(Montréal) Des chercheurs britanniques qui croyaient pourtant être sur la piste d’un test de dépistage du cancer de l’ovaire ont dû s’avouer vaincus après une vingtaine d’années de travaux.

Les chercheurs du University College London rapportent dans les pages du journal médical The Lancet que, en dernière analyse, même la détection hâtive de certains cancers n’a rien changé au taux de mortalité parmi les participantes.

Il semble que les cancers plus agressifs, même s’ils sont diagnostiqués à un stade plus précoce, ça ne change rien pour la mortalité.

Anita Koushik, spécialiste du cancer de l’ovaire à l’École de santé publique de l’Université de Montréal

« Il semble probable que les cancers détectés à un stade plus précoce avaient un mauvais pronostic intrinsèque qui n’a pas été modifié par un traitement plus précoce et les traitements disponibles pour les maladies de stade précoce », ajoute-t-elle.

L’étude UK Collaborative Trial of Ovarian Cancer Screening, avec quelque 200 000 participantes, était la plus importante jamais réalisée à ce jour sur le dépistage du cancer de l’ovaire.

Les participantes chez qui le taux de C.A.-125, une substance produite par les tumeurs, était en hausse avaient subi une échographie. Cela a permis de détecter 39 % plus de cancers de stade 1 et 2, et 10 % moins de cancers de stade 3 et 4, mais aucun effet n’a été noté sur la mortalité.

« Nous savons que la survie est généralement meilleure chez les personnes diagnostiquées à un stade précoce, […] et ils ont détecté une plus grande proportion de cas à des stades plus précoces, mais sans amélioration de la survie », a dit la professeure Koushik.

Il semblerait donc que les cancers qui ont été détectés de manière plus précoce découlaient d’une forme plus agressive de la maladie, ce qui expliquerait l’absence de réduction du taux de mortalité.

La piste du C.A.-125 n’offrait aucune garantie en partant.
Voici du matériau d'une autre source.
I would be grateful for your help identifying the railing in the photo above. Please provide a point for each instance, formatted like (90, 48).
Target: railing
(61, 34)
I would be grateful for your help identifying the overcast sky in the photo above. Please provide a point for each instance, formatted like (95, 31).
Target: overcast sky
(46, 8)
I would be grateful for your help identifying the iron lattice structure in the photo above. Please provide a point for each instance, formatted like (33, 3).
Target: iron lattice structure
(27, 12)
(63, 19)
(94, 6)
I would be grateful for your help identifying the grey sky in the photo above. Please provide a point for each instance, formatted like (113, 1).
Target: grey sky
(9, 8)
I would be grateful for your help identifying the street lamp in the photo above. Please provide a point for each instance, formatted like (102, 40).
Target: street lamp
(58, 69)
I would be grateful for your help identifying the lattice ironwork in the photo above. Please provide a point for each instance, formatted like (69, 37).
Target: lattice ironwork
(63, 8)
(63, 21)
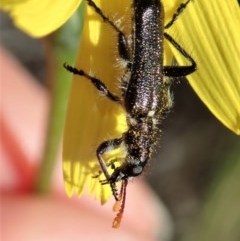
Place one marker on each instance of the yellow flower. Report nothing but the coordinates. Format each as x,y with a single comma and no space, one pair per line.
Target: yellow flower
92,119
211,30
208,28
39,18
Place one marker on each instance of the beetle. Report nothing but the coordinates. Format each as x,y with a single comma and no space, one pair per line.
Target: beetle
145,95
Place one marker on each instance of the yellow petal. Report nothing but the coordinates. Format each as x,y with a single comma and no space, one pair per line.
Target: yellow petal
91,118
210,29
39,18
Cancer de l’ovaire Canada souligne ainsi sur son site internet que « dans environ 20 % des cas de cancer de l’ovaire à un stade avancé et 50 % des cas à un stade précoce, le C.A.-125 n’est pas élevé, même en présence de cancer de l’ovaire ».

L’objectif serait donc maintenant de mettre au point un test capable de dépister plus tôt les cancers moins agressifs. Les travaux nécessaires pour y parvenir pourraient toutefois facilement prendre une dizaine d’années.

On aura notamment besoin de meilleures connaissances sur la biologie de ce type cancer, a dit la professeure Koushik, même si on comprend mieux aujourd’hui que certains cancers de l’ovaire sont plus agressifs que d’autres.

« Ça, c’est très intéressant et très important, parce que lors d’anciennes études, on traitait le cancer de l’ovaire comme une seule maladie, a-t-elle souligné. On considère maintenant le cancer de l’ovaire comme étant plusieurs maladies parce que leur biologie diffère, leurs caractéristiques génétiques et moléculaires aussi. »

On peut quand même tirer des leçons intéressantes de l’étude britannique, croit la professeure Koushik, qui martèle l’importance de la prévention pour les femmes, notamment en ce qui concerne l’efficacité des traitements.

« D’après moi, ça dit quelque chose au sujet du traitement, a-t-elle dit. Ces personnes ont été traitées plus tôt dans l’évolution de leur cancer, mais ça n’a rien changé pour la mortalité. »

Le cancer de l’ovaire peut être très difficile à diagnostiquer, puisque ses symptômes (saignements vaginaux anormaux, pertes vaginales fréquentes, masse palpable dans le bassin ou l’abdomen, besoin fréquent/urgent d’uriner, constipation, etc.) peuvent ressembler à ceux d’autres maladies beaucoup moins graves. La maladie a souvent tellement progressé au moment du diagnostic que le pronostic est sombre.

Le cancer de l’ovaire est le cinquième cancer le plus courant chez les femmes, et aussi un des plus mortels. Chaque année, on estime que 3100 Canadiennes recevront un diagnostic de cette maladie, et que 55 % d’entre elles ne survivront pas au-delà de cinq ans, dit l’organisme Cancer de l’ovaire Canada.